Environmental Protection Agency (EPA) Administrator Lisa Jackson defended the science behind the agency’s so-called “endangerment finding” at a Senate hearing on Tuesday—the day after she told coal-state lawmakers that the agency could begin phasing in permit requirements controlling greenhouse gases emitted by large stationary sources beginning in 2011.
Jackson on Monday said in a
letter (PDF) that she would act, by April, to ensure that no stationary sources would be required to get a Clean Air Act permit to cover greenhouse gas (GHG) emissions in 2010, but that regulations for large stationary sources would likely begin in 2011. Jackson was responding to a
letter (PDF) sent to her on Friday by Sen. John Rockefeller (D-W.Va.) and seven other senators from coal states.
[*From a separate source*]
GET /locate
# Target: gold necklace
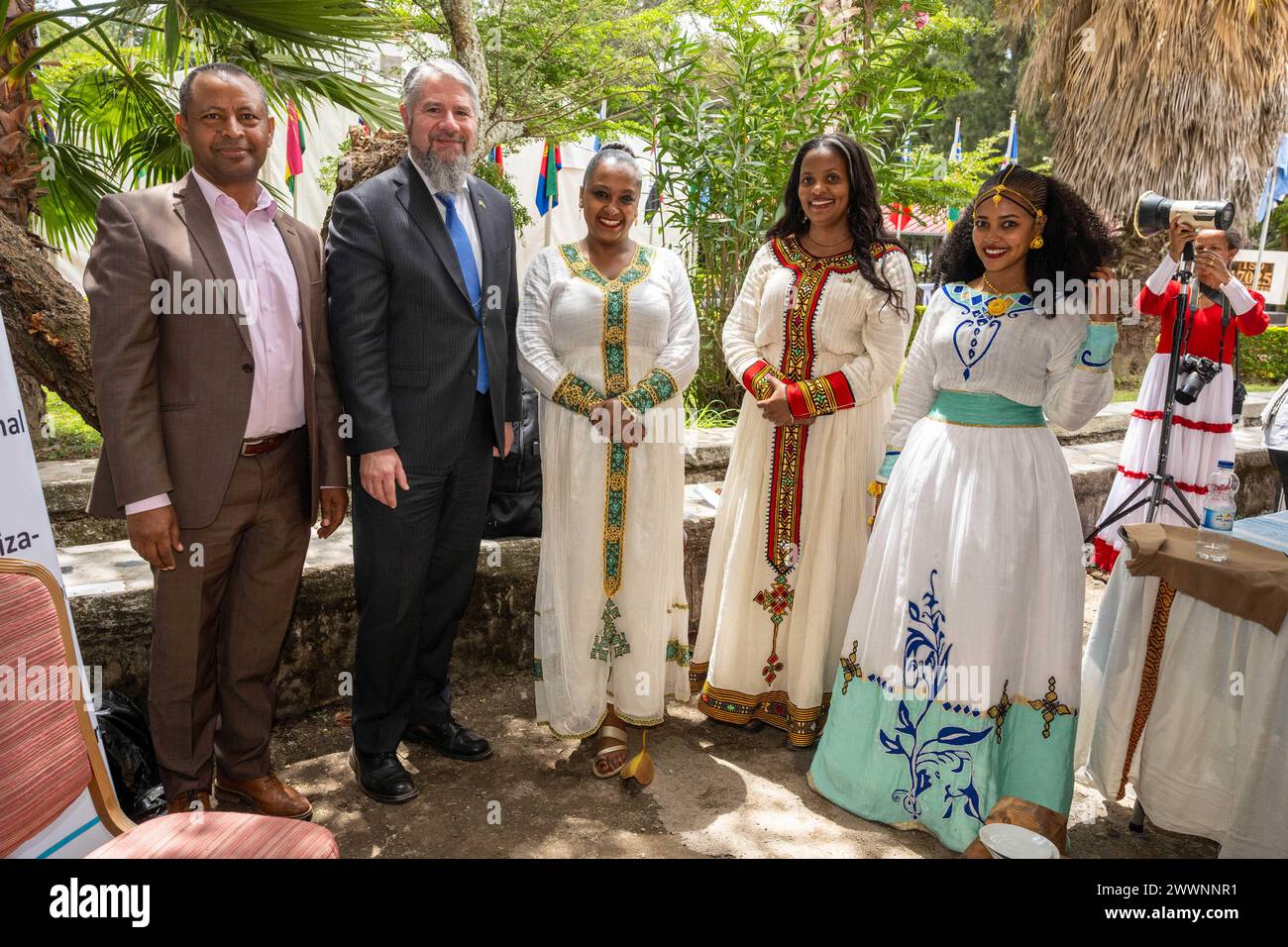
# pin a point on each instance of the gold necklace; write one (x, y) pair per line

“In the first half of 2011, only those facilities [fewer than 400] that already must apply for Clean Air Act permits as a result of their non-greenhouse gas emissions will need to address their greenhouse gas emissions in their permit applications,” she wrote. “Further, I am expecting that greenhouse gas emissions from other large sources will phase in starting in the latter half of 2011. Between the latter half of 2011 and 2013, I expect that the threshold for permitting will be substantially higher than the 25,000-ton limit that EPA originally proposed.”
Jackson wrote that the EPA was obligated to treat GHG emissions as “air pollution” under the Clean Air Act and to “engage with the best available science” in determining whether those emissions endangered public health and welfare per the U.S. Supreme Court’s landmark decision in
Massachusetts v. EPA (2007).
The agency’s December 2009 “endangerment” finding—a formal declaration that GHGs pose health and welfare threats—was made only after the EPA had conducted a “comprehensive survey of the soundest available science and carefully reviewed hundreds of thousands of public comments,” she said. She also said that the conclusion had not been reached by the EPA alone, pointing to several other government departments and to the U.S. Senate.
Now the agency was preparing to issue, as obligated by the endangerment finding, GHG standards for light-duty motor vehicles (models 2012–2016), by late next month, she wrote. At the same time, it was looking to put into law the proposed PSD (prevention of significant deterioration) and Title V GHG
Tailoring Rule. If enacted, those regulations would require facilities emitting more than 25,000 tons of GHGs a year to obtain permits and demonstrate they were using the “best practices and technologies to minimize GHG emissions.”
The agency wouldn’t target small emitters until at least 2016, she said.